Knowledge representation learning is a critical component of using knowledge since it bridges the gap between knowledge systems that store knowledge and applications that require knowledge. We systemically describe existing methods for knowledge representation learning. Further, we discuss several advanced approaches that deal with the current challenges of knowledge representation learning. For further understanding of knowledge graph representation learning, more related papers can be found in this paper list.Footnote 4 There are also some recommended surveys and books [6, 73, 102, 116, 161].

After introducing knowledge representation learning, we introduce the framework of knowledge-guided learning, aiming to improve NLP models with knowledge representations. The framework includes four important directions: knowledge augmentation, knowledge reformulation, knowledge regularization, and knowledge transfer. All these four directions of knowledge-guided learning have been widely advanced in the past few years. Following these four directions, we review typical cases to clarify this knowledge-guided framework, covering information extraction, information retrieval, language modeling, and text generation. Considering the breakthroughs of PTMs, we also use prompts as an example to show the recent trend of knowledge transfer in the era of PTMs. We suggest readers to find further insights from the recent surveys and books about knowledge and PTMs [9, 60, 193].

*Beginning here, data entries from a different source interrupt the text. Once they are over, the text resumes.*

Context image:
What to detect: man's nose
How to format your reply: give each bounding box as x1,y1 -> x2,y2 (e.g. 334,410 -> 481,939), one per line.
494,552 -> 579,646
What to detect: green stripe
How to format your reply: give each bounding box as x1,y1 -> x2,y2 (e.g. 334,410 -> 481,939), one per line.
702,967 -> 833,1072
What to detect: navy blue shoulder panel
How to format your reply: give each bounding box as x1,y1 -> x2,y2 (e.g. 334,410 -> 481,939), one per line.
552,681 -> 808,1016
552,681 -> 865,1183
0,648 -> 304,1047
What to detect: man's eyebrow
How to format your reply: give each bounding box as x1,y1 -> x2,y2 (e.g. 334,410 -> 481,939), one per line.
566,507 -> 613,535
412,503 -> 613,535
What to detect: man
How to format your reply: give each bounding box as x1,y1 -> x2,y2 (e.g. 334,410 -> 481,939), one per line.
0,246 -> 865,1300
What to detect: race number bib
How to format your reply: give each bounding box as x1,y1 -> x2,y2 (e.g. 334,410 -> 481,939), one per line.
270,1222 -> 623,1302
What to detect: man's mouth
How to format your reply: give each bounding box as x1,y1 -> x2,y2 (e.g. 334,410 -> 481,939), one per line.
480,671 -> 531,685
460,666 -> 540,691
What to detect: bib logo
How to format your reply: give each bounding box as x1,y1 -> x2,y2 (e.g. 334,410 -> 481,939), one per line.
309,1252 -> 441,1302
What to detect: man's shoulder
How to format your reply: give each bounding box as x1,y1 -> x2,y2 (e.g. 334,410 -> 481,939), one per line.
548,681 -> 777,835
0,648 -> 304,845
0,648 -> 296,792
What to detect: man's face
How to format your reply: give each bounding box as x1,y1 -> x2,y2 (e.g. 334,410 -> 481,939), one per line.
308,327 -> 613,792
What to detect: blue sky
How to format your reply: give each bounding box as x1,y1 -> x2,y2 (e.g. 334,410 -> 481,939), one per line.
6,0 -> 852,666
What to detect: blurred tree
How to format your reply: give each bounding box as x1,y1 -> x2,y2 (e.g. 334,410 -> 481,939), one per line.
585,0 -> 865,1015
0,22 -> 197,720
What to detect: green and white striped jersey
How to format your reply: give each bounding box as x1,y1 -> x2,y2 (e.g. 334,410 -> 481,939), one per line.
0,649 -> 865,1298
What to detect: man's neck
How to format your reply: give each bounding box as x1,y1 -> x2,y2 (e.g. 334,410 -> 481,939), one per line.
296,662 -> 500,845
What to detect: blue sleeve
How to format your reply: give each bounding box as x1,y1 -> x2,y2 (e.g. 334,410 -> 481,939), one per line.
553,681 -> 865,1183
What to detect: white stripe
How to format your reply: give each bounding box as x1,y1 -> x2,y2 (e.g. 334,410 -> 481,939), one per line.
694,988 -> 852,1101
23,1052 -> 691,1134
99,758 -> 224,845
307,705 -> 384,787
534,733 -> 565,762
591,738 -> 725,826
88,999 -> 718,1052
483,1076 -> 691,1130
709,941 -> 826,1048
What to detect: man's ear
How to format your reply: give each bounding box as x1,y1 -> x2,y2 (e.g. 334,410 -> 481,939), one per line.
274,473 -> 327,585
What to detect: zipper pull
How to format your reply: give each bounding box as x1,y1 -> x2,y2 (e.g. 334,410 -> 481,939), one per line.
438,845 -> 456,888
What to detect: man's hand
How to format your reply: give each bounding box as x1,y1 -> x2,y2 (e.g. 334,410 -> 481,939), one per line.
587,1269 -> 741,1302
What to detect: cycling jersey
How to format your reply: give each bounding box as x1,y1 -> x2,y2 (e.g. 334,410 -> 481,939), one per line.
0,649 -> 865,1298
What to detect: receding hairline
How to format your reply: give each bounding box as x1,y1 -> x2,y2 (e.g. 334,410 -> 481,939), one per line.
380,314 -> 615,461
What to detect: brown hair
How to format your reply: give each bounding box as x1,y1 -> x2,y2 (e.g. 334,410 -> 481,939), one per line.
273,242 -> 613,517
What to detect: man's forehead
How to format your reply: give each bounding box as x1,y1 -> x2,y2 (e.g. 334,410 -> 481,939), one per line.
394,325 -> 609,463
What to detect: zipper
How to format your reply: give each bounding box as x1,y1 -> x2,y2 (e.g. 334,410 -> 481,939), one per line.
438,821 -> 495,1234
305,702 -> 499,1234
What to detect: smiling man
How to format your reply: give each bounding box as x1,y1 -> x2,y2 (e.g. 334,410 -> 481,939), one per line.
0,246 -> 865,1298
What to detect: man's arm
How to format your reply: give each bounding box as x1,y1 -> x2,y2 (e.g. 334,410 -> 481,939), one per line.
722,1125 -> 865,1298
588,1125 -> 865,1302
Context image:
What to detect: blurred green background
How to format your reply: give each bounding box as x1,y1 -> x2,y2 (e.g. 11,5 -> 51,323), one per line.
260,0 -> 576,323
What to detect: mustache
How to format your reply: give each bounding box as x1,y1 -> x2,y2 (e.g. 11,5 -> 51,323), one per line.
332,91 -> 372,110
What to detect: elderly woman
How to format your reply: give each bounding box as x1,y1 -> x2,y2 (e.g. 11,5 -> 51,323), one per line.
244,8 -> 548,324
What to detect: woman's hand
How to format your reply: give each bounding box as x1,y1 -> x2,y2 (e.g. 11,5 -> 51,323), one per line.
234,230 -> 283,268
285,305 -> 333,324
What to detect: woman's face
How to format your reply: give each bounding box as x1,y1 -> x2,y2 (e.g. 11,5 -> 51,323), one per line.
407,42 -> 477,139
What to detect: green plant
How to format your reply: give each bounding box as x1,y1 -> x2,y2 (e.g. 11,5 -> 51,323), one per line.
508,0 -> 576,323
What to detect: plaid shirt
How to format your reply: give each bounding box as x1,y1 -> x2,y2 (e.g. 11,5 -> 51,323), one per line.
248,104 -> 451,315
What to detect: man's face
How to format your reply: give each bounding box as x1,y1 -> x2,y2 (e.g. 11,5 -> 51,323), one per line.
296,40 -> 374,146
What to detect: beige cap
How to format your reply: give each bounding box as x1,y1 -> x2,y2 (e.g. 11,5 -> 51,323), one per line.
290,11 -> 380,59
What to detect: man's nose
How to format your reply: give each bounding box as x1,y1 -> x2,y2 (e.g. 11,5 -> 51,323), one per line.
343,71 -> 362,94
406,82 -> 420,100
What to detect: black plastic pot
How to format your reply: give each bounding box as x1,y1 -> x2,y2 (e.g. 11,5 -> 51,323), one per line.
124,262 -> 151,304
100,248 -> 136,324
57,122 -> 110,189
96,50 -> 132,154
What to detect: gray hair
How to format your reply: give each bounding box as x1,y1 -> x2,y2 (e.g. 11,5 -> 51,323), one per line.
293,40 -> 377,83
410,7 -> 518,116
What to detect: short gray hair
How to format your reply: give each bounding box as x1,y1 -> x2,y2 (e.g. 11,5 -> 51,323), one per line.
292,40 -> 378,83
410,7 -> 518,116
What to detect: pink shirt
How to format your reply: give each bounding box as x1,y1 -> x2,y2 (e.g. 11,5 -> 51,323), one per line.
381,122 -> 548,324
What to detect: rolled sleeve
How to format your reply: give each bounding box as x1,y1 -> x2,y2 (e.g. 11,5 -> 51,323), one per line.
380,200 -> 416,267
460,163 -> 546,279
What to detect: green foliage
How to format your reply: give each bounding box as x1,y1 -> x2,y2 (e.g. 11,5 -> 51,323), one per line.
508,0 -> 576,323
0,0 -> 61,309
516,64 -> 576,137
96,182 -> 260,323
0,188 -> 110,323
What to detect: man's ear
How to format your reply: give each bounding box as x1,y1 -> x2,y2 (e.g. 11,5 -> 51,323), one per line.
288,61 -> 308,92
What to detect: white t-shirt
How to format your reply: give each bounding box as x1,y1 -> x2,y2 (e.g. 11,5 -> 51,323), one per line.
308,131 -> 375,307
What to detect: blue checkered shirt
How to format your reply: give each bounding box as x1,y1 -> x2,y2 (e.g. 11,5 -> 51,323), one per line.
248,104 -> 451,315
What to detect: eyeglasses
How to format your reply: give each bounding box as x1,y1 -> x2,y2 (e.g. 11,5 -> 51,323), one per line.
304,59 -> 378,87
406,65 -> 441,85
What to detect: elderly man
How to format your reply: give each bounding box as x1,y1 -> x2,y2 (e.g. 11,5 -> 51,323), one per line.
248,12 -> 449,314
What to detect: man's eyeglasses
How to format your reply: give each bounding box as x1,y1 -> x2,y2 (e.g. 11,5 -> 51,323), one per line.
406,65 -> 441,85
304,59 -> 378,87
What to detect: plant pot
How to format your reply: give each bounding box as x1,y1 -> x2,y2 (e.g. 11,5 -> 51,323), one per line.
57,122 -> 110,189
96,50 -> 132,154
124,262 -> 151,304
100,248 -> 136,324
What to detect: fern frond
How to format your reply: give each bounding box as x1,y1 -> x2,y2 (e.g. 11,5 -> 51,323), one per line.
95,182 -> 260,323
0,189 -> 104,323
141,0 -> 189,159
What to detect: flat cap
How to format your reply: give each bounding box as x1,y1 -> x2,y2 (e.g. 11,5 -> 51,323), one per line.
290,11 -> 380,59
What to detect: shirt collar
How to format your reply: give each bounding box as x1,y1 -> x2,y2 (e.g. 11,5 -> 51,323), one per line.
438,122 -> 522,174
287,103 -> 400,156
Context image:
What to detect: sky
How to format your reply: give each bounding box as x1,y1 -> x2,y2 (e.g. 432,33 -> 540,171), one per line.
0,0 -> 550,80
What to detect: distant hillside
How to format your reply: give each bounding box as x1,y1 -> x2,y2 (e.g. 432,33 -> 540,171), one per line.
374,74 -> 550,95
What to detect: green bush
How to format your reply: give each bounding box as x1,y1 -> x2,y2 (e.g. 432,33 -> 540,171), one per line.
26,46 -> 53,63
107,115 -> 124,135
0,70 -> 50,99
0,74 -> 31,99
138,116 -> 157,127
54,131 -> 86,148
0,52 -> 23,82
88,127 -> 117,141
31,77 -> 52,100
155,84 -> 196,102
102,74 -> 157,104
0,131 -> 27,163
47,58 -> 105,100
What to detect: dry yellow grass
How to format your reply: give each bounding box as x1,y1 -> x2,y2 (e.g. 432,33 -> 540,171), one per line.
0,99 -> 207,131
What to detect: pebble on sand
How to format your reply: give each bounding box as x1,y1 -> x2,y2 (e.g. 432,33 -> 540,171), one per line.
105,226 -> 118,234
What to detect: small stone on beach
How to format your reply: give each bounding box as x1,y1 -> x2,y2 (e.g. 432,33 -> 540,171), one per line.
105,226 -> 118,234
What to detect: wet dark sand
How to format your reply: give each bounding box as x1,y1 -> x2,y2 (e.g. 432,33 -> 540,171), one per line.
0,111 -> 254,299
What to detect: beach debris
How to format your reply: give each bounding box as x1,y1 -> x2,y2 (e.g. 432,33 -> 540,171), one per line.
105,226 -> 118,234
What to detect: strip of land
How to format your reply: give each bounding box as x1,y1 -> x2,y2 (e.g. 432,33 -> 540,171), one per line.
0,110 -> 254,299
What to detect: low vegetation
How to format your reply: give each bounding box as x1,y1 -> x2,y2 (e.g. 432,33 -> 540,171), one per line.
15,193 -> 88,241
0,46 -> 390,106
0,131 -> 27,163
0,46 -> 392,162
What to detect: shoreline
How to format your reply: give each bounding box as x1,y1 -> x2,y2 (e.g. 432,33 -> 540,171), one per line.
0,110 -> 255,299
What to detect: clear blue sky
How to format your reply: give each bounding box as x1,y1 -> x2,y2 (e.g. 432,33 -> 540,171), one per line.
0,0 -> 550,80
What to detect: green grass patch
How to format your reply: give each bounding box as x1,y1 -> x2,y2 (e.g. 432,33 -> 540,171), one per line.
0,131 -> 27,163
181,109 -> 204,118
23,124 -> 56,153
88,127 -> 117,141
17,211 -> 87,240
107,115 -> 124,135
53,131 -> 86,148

Based on knowledge representation learning and knowledge-guided learning, we introduce how to acquire more knowledge from plain text to enrich existing knowledge systems. We systematically review knowledge acquisition methods in various textual scenarios, including sentence-level, bag-level, document-level, few-shot, and open-domain acquisition. In this field, we refer further readings to the paper listFootnote 5 and the typical surveys [57, 73].